CHAPTERS
- 0:00 – 3:12
Cold open banter: travel, weekends, and Scott’s dancing confession
Scott and Kara kick off with offbeat personal banter about travel schedules, being in different cities, and how they unwind. The tone is comedic and loose, setting up the show’s rapid pivot into heavy news.
- •Kara checks in from San Francisco after a tiring travel weekend
- •Scott previews a speaking gig at Walt Disney World
- •They joke about never being in the same place despite working closely
- •Scott shares a sibling relationship analogy about distance creating closeness
- •Humorous aside about gummies, drinks, and dancing to ’80s music
- 3:12 – 8:14
D.C. plane crash: listener feedback, empathy, and rejecting politicized blame
Kara addresses a listener’s concern that the show sounded too glib when discussing a fatal plane crash. They re-center the human tragedy, discuss how disasters get politicized, and push back on simplistic DEI-based narratives.
- •Kara acknowledges criticism and reiterates condolences to families
- •They discuss how tragedies are quickly weaponized for politics
- •Scott argues the FAA’s safety record is historically strong
- •They reject the idea that DEI is a credible causal explanation in this case
- •Kara emphasizes reading victims’ stories to restore the humanity behind headlines
- 8:14 – 14:55
Trump’s tariff escalation: Canada, Mexico, China—and the immediate economic hit
The conversation turns to Trump’s proposed tariffs (25% on Canada and Mexico, 10% on China) and why they function like consumer taxes. They argue the policy raises prices broadly and lacks a coherent endgame, especially regarding Canada.
- •Tariffs framed as a direct tax on American consumers via higher prices
- •Critique that Canada is a close ally and doesn’t fit the fentanyl rationale
- •Examples of affected goods: food, lumber, cars, gas, and cross-border supply chains
- •Mexico’s counterargument: U.S. demand drives drug markets
- •Economists warn tariffs are “inexplicable and dangerous” and likely inflationary
- 14:55 – 15:44
Negotiating-by-chaos: “declare victory,” erode trust, and the long-term alliance cost
They explore why Trump might use tariffs as a short-term leverage play—then claim a win and roll them back. Scott and Kara argue the larger damage is reputational: allies begin to treat the U.S. as unreliable, reshaping trade and security cooperation.

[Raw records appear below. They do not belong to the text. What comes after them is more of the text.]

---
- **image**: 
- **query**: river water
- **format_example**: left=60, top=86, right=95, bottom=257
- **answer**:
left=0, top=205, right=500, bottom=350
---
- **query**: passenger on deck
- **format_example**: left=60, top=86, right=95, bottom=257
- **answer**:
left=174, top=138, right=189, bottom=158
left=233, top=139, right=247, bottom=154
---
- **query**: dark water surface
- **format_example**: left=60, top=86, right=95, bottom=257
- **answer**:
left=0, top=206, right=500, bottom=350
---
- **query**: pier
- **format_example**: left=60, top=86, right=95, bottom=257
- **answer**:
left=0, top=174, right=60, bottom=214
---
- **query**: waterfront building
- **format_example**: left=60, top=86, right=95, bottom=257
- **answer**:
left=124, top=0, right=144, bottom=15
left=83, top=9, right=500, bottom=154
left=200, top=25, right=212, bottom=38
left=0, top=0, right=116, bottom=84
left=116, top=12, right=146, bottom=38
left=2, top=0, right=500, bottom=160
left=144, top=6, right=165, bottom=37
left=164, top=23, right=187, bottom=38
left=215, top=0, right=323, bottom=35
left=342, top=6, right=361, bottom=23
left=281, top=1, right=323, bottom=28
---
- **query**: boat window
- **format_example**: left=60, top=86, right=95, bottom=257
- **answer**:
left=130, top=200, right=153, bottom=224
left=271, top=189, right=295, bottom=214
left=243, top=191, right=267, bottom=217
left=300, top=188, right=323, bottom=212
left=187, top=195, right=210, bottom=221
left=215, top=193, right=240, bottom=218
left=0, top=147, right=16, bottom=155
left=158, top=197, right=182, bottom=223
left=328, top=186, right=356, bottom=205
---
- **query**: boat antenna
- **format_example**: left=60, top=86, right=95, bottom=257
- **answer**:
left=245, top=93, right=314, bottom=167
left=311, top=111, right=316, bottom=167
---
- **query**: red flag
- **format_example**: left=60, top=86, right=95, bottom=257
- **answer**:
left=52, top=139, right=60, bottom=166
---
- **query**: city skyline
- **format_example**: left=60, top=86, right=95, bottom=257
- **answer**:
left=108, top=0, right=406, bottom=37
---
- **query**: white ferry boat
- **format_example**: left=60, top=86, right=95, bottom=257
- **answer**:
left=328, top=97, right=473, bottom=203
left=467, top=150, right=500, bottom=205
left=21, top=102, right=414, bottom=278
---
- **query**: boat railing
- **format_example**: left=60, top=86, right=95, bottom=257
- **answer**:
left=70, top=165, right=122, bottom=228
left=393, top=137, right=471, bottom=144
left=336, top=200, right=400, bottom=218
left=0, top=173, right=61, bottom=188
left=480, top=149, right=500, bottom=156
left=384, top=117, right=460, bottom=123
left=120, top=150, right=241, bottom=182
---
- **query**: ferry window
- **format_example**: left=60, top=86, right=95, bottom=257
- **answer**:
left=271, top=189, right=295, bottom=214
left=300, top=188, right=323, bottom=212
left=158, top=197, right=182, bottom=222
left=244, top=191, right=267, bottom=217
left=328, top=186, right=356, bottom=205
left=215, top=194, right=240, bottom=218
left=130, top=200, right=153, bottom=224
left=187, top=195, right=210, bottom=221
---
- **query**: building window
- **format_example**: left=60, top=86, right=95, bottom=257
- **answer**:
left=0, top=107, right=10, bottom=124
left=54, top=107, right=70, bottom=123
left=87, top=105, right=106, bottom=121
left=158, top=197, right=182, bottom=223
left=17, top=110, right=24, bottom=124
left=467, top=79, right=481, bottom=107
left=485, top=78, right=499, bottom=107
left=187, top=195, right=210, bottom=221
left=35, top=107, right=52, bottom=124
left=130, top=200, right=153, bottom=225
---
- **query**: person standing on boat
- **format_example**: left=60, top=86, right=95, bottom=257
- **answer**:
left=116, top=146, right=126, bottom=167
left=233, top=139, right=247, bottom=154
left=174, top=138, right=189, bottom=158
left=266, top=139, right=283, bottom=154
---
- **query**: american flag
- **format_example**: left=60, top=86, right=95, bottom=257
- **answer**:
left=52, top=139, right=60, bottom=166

- •Prediction: companies stockpile inventory; price impacts may lag but arrive
- •Mark Cuban’s theory: quick concessions + performative “win” announcement
- •Long-term cost: allies’ goodwill and intelligence/security coordination erodes
- •Concern that Canada and others may diversify toward Chinese alternatives (e.g., BYD)
- •They highlight the corrosive effect of unpredictable U.S. policy on global trust
- 15:44 – 19:39
Musk’s fingerprints on tariff outcomes: why Tesla could be insulated
Scott argues the tariff structure uniquely harms legacy automakers reliant on parts crossing borders repeatedly, while Tesla’s vertical integration and China-based manufacturing for China sales reduces exposure. He suggests Musk’s influence may shape policy to advantage Tesla.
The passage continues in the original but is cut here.